Tenho ciência de que estão ali porque fizeram alguma coisa errada, um crime. Mas é um situação em que também muitas vezes, nós, o Estado, incorremos um outro crime. Que é deixar crianças desassistidas.

Como é a convivência das presas com os/as filhos (as)?

Quando entram grávidas elas podem ficar com as crianças até os seis meses para poderem amamentar. Depois a convivência é em dia de visita. Mas as famílias em geral são muito pobres. Vir para a visita é ter despesa. Tem que pagar passagem, trazer lanche da criança, além do que a presa precisa. Aqui está faltando tudo: sabão em pó, sabonete, papel higiênico, absorvente... Se a família não vier, a situação fica muito difícil.
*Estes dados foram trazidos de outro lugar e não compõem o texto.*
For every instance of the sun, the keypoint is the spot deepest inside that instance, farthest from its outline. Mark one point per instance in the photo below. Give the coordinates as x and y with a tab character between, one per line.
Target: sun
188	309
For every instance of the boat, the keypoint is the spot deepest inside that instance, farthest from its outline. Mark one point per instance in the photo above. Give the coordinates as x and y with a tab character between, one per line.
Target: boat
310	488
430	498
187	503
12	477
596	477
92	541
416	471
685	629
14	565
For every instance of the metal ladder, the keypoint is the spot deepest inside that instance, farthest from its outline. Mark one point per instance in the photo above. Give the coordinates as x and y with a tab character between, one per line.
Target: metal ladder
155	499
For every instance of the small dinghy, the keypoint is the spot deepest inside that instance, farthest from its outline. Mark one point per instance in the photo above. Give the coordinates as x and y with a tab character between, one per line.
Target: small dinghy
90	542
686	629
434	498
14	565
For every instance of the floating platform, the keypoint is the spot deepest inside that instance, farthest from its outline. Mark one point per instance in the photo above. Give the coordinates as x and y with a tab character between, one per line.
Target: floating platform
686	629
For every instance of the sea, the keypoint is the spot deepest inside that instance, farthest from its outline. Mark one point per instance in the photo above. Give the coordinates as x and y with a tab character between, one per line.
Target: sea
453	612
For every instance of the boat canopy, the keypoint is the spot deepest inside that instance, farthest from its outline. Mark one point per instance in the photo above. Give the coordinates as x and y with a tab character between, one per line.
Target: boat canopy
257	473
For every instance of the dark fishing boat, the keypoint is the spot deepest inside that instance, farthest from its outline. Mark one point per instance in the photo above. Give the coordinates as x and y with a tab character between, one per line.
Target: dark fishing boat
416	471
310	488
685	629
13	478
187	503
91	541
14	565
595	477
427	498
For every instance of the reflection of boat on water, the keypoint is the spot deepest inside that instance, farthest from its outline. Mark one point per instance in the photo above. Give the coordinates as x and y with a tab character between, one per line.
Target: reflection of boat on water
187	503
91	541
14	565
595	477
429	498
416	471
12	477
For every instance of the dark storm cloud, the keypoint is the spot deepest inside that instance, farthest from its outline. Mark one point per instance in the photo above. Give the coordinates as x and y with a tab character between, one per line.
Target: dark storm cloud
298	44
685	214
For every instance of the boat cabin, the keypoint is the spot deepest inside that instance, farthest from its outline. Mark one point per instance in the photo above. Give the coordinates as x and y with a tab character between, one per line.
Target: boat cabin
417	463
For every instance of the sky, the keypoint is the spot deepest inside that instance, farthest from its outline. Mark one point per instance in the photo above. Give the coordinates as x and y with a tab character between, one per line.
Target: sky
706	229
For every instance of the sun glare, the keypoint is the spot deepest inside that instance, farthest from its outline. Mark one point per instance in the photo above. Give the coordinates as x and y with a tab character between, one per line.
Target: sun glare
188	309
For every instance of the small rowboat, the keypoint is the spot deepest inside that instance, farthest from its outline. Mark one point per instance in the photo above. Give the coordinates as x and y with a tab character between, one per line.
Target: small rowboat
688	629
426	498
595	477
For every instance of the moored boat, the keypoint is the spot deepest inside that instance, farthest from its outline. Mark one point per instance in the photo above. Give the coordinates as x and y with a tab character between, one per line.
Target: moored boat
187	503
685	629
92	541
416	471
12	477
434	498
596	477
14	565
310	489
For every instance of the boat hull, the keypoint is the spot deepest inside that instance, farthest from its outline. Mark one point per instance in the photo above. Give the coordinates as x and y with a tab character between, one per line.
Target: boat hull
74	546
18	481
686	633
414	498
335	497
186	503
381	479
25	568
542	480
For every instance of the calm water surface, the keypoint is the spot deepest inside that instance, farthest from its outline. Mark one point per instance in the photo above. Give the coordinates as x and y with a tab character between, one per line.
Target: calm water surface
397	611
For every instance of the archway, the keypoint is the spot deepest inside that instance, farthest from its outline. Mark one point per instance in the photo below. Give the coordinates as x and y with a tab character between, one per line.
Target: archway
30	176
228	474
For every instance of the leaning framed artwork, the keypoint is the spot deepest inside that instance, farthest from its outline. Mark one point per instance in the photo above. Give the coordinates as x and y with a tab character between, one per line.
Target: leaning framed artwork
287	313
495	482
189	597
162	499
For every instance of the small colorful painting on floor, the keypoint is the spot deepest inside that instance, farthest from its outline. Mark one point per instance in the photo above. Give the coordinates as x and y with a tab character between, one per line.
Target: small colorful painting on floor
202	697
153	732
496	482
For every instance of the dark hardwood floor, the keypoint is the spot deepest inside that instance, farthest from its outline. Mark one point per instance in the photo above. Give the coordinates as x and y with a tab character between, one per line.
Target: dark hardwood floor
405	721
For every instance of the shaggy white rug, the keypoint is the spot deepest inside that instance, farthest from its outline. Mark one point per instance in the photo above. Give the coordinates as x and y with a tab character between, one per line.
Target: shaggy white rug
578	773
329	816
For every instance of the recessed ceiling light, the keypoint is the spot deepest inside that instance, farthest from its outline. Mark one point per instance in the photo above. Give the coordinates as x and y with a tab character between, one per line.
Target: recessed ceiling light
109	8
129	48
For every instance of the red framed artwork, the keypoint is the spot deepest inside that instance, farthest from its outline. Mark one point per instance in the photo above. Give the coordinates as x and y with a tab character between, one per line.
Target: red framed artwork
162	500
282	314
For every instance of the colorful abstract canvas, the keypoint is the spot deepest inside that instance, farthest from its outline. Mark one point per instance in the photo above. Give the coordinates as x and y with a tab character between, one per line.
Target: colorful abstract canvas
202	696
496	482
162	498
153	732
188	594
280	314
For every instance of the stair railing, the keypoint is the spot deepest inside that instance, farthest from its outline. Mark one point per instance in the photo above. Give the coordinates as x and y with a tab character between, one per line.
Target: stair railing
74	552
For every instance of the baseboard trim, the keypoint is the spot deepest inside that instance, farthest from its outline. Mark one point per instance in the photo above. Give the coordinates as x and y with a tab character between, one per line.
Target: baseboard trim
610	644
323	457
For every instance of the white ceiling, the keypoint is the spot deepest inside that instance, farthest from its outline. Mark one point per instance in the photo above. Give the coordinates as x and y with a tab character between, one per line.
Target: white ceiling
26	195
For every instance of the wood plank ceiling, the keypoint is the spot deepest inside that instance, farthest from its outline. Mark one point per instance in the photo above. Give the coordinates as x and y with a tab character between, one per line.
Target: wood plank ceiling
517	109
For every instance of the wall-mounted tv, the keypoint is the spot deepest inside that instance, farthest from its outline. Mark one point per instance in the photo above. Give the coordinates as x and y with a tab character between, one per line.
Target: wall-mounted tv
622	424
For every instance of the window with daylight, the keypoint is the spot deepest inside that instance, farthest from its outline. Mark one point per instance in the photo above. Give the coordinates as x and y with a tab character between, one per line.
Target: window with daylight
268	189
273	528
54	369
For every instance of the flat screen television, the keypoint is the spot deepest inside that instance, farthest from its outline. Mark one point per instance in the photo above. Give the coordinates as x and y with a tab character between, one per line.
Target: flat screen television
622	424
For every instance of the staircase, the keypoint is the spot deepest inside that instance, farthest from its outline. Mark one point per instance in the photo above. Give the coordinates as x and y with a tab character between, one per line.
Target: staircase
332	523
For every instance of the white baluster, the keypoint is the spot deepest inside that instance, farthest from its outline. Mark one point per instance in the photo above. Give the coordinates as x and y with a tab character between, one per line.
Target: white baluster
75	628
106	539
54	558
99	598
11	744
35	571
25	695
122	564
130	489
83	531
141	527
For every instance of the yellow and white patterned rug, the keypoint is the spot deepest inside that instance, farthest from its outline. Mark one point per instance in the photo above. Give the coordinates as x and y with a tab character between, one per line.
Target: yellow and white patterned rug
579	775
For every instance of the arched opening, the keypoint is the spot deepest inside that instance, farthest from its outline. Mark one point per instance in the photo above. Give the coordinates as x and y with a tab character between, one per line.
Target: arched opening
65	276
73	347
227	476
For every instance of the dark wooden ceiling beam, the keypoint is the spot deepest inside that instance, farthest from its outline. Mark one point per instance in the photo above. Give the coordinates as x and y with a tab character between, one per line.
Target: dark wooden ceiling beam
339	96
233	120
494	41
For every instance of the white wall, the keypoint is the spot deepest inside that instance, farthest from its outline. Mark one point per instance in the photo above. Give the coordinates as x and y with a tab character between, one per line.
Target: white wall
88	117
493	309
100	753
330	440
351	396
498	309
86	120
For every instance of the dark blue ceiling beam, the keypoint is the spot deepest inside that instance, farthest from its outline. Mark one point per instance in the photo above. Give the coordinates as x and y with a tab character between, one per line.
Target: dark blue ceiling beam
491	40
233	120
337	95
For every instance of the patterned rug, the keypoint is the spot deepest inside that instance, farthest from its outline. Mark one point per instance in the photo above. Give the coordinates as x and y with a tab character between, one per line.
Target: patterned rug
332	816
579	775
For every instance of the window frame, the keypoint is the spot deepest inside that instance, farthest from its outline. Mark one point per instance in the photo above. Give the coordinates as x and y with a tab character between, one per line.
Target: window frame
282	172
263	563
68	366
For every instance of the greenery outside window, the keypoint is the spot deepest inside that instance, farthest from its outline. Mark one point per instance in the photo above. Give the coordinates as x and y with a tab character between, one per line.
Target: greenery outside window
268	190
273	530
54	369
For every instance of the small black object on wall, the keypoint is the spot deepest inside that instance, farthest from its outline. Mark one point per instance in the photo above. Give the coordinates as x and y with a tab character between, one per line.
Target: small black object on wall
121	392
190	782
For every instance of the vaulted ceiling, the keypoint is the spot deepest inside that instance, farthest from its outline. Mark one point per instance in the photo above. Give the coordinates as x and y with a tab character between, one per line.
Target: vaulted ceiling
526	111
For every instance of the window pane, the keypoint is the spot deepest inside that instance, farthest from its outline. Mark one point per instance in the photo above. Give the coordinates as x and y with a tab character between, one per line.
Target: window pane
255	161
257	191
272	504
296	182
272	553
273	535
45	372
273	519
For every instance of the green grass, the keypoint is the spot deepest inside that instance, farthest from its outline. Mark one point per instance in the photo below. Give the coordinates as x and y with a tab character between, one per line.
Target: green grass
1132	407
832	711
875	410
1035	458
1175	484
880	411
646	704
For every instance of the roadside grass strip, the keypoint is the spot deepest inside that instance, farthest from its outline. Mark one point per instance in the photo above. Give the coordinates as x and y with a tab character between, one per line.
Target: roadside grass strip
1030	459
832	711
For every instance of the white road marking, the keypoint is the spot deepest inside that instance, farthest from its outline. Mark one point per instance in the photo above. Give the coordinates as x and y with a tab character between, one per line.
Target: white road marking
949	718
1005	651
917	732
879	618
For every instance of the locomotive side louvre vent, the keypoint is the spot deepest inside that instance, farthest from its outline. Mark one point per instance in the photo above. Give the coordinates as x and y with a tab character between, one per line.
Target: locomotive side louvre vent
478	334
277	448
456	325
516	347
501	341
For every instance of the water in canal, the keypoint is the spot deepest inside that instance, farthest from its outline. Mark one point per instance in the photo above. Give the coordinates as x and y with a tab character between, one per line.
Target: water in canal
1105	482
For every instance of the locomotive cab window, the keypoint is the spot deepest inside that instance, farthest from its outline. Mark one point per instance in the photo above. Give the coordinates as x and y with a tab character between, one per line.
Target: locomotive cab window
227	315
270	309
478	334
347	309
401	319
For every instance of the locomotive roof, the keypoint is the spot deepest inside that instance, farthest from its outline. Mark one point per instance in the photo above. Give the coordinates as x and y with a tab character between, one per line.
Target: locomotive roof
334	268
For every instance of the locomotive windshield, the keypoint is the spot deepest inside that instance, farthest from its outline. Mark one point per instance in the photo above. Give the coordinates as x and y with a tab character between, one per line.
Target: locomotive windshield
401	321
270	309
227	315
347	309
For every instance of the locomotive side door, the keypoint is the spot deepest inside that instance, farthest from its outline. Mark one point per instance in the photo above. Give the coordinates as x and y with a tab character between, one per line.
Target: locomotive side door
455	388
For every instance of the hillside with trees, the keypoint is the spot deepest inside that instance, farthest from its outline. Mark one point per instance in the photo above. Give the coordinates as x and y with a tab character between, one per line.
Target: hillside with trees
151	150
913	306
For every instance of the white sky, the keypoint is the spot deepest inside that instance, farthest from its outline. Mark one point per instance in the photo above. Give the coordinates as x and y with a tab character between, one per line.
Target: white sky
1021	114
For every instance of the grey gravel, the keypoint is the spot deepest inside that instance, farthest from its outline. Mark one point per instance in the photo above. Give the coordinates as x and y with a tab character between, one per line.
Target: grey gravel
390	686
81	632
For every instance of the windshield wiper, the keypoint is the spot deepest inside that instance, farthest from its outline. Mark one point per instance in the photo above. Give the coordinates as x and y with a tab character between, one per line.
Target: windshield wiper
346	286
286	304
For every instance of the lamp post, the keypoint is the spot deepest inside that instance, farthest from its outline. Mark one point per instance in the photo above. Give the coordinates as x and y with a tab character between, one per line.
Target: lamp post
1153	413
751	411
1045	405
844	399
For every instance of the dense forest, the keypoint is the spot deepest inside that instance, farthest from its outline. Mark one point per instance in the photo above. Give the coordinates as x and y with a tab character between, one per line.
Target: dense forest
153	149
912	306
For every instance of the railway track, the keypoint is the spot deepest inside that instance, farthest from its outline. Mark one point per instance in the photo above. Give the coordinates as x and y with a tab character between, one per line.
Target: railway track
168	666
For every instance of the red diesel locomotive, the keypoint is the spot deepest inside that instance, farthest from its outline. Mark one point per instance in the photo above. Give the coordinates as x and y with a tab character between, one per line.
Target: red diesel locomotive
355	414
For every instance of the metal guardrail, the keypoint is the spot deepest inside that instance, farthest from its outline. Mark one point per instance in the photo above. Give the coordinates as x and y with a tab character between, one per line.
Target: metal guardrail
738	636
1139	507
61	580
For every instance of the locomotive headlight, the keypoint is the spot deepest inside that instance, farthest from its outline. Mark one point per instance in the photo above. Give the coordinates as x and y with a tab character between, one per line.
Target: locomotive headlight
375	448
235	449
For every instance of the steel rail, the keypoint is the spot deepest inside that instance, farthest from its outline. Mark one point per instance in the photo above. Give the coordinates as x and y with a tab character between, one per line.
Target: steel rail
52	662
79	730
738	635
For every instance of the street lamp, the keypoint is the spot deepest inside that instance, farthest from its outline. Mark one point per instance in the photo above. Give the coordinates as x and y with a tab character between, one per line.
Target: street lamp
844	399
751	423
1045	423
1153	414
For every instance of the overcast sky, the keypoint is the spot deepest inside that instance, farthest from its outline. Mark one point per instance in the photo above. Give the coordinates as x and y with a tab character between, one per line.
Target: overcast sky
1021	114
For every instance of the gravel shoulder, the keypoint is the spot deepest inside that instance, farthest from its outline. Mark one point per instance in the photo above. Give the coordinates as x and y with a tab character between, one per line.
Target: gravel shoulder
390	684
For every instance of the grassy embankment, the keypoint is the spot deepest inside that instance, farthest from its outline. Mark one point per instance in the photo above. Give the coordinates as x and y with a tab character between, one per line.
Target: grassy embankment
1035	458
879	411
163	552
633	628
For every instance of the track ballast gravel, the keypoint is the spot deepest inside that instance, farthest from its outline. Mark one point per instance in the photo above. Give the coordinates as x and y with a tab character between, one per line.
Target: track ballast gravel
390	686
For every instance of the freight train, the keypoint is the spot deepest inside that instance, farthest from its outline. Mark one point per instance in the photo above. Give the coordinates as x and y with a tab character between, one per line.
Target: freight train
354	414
Eu vejo em muitos casos que a mulher é presa em função da relação com o companheiro. Por ser menos visada, ela é muito usada de mula. Aí entra como tráfico. Claro que tem aquelas que considero perigosas. Que nem percebo muito instinto maternal, mas para isso o juiz, para conceder a prisão domiciliar, levaria em conta nossa avaliação técnica.

A prisão domiciliar, mesmo a prisioneira voltando para o ambiente em que incorreu na criminalidade, seria o melhor no caso de mulheres com filhos pequenos? Mesmo com o risco da reincidência?

Então. É o que eu estava dizendo. O juiz, a partir de uma avaliação técnica, deverá decidir quais os casos em que é possível e segura a prisão domiciliar. Eu não tenho dúvidas que uma parte grande das mulheres que estão presas têm condições de ser beneficiadas pela concessão.

E é preciso levar em conta os direitos das crianças. Isso é o mais importante, a meu ver. E tem mais. Essa prisão, para muitas mulheres que cometeram infrações menos graves, como transportar drogas, por exemplo, é escola do crime. A vida carcerária não conserta ninguém.